Ketersediaan Beras Medium di Kota Malang Masih Tidak Stabil
Ketersediaan beras medium di sejumlah pasar di Kota Malang, Jawa Timur, masih menunjukkan ketidakstabilan. Hal ini menyebabkan harga eceran mengalami kenaikan signifikan, mencapai Rp 16.500 per kilogram. Selain itu, pembelian dalam jumlah besar juga dibatasi, yang berdampak pada kelangkaan stok di tingkat pedagang dan konsumen.
Dari pantauan langsung di lapangan, banyak pedagang masih bergantung pada stok sisa yang tersedia. Mereka lebih memilih menjual beras medium dalam kemasan 5 kilogram, seperti merek Lahap dan Bintang Biru. Namun, untuk beras dalam kemasan 25 kilogram, terjadi pembatasan pembelian yang ketat, baik bagi pedagang maupun pembeli. Kondisi ini memicu kenaikan harga yang cukup besar.

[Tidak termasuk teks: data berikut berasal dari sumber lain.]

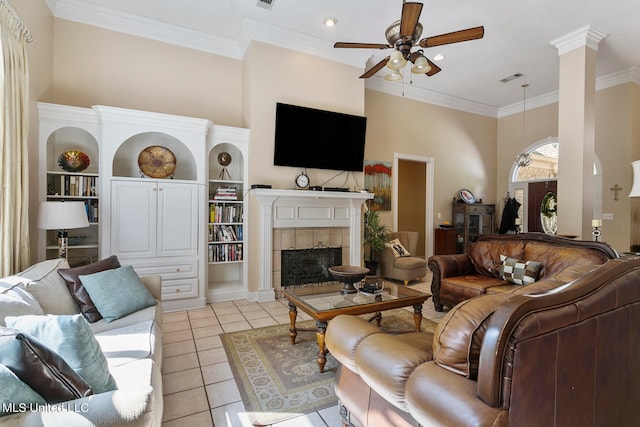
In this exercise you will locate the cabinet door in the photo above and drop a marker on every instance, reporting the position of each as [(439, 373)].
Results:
[(133, 218), (177, 219)]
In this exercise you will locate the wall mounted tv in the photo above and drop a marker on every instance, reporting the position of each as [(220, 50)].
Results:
[(311, 138)]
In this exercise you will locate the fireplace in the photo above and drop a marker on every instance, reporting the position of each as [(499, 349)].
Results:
[(307, 266)]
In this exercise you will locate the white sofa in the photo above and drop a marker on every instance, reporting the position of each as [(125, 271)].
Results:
[(132, 346)]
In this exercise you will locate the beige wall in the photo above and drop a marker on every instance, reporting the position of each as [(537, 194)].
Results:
[(463, 145), (273, 74), (617, 142), (93, 66)]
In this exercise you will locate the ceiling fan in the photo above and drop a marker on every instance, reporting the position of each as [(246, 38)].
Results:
[(405, 34)]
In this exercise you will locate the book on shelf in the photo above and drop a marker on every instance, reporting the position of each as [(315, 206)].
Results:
[(225, 193)]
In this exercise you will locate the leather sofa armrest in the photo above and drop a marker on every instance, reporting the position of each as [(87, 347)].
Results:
[(153, 282)]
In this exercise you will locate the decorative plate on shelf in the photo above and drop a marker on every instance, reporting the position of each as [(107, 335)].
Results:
[(73, 161), (467, 196), (157, 162)]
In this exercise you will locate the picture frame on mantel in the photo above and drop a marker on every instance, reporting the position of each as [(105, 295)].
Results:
[(377, 179)]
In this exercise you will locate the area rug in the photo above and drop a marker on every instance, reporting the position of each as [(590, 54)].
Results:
[(277, 380)]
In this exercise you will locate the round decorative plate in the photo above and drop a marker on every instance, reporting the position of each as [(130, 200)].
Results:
[(224, 158), (73, 161), (467, 196), (157, 162)]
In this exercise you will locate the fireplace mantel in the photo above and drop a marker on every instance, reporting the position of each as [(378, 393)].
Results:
[(305, 208)]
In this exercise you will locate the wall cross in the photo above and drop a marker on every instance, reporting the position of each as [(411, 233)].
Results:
[(616, 188)]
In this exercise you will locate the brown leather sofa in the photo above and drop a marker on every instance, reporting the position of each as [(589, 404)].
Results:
[(462, 276), (563, 351)]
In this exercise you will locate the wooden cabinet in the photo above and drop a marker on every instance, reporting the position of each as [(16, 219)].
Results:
[(445, 241), (153, 219), (470, 221)]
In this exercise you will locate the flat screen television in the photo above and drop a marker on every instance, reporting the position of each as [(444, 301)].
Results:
[(311, 138)]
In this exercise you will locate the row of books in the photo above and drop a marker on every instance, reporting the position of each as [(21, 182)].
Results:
[(92, 210), (75, 185), (225, 213), (225, 233), (225, 193), (225, 252)]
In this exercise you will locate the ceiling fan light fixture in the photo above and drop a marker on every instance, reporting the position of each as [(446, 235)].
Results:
[(396, 61), (421, 65), (393, 76)]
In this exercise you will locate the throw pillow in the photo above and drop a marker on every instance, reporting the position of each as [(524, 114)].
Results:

Keluhan Pedagang dan Pembeli
Afi Riskia, seorang penjual sembako di Pasar Besar, mengonfirmasi bahwa situasi pasokan beras masih sulit dan belum kembali normal. Menurutnya, pengiriman dari distributor masih terhambat, sehingga berdampak pada stok yang tersedia di tingkat pengecer. Ia menyatakan bahwa saat ini masih susah mendapatkan stok beras seperti dulu, bahkan ada toko-toko tertentu yang kosong.
Afi menceritakan pengalamannya mencari stok beras untuk memenuhi kebutuhan pelanggannya. Dalam pencariannya, ia menemukan sebuah toko yang memiliki banyak stok beras, baik dalam kemasan 5 kilogram maupun 25 kilogram. Namun, saat ingin membeli, penjual menolak dengan alasan stok tersebut sudah menjadi milik orang lain. Setelah beberapa hari kembali, barang tersebut tetap tidak bisa dibeli, meskipun masih tersedia.
Menurut Afi, saat ini stok beras medium yang tersedia mayoritas adalah kemasan besar 25 kilogram, sedangkan kemasan 5 kilogram yang lebih praktis untuk kebutuhan rumah tangga masih langka. Ia juga menjelaskan bahwa dalam kondisi normal, dirinya bisa membeli hingga 3-5 sak beras kemasan 25 kilogram sekali order. Namun, kini hanya dibatasi maksimal 2 sak per kali pesan.
Kenaikan Harga dan Dampaknya
Ketidakstabilan ketersediaan beras medium secara langsung memengaruhi harga. Afi membenarkan adanya kenaikan harga sekitar Rp 5.000 untuk setiap sak beras kemasan 25 kilogram. Akibatnya, harga eceran di tingkat warung dan toko kini mencapai Rp 16.500 per kilogram. Meskipun ada kenaikan, Afi menyebut para pembeli cenderung bisa memaklumi.
“Ada yang komplain, ‘kok naik?’, tapi ada juga yang bilang, ‘daripada enggak ada barang, enggak apa-apa’,” tuturnya. Ia menganggap kenaikan harga ini wajar mengingat barang yang sulit didapat. “Mungkin kalau seumpamanya barangnya sudah normal, bisa turun lagi,” katanya.
Pembatasan ini juga dirasakan langsung oleh Lulu, seorang pembeli sekaligus pemilik warung kecil di kawasan Kiduldalem. Ia menuturkan pengalamannya saat pasokan sedang langka, di mana ia tidak diizinkan membeli lebih dari satu sak beras. “Kemarin beli dua (sak), yang 25 kiloan, jadi enggak boleh. Harus beli satu saja, dibatasi cuma satu,” ungkap Lulu.
Perubahan Pilihan Konsumen
Kelangkaan paling terasa pada merek-merek yang sudah lama menjadi favorit konsumen, seperti Lahap dan Bintang Biru. Akibatnya, sejumlah merek baru seperti Jingga dan Melon mulai bermunculan di pasar. Namun, menurut Lulu, konsumen cenderung ragu untuk beralih. “Orang masih cenderung (memilih) merek-merek yang sudah ada. Merk baru itu belum dikenal banyak orang, jadi daripada pelanggan kabur, kita enggak berani (menyediakan),” jelasnya.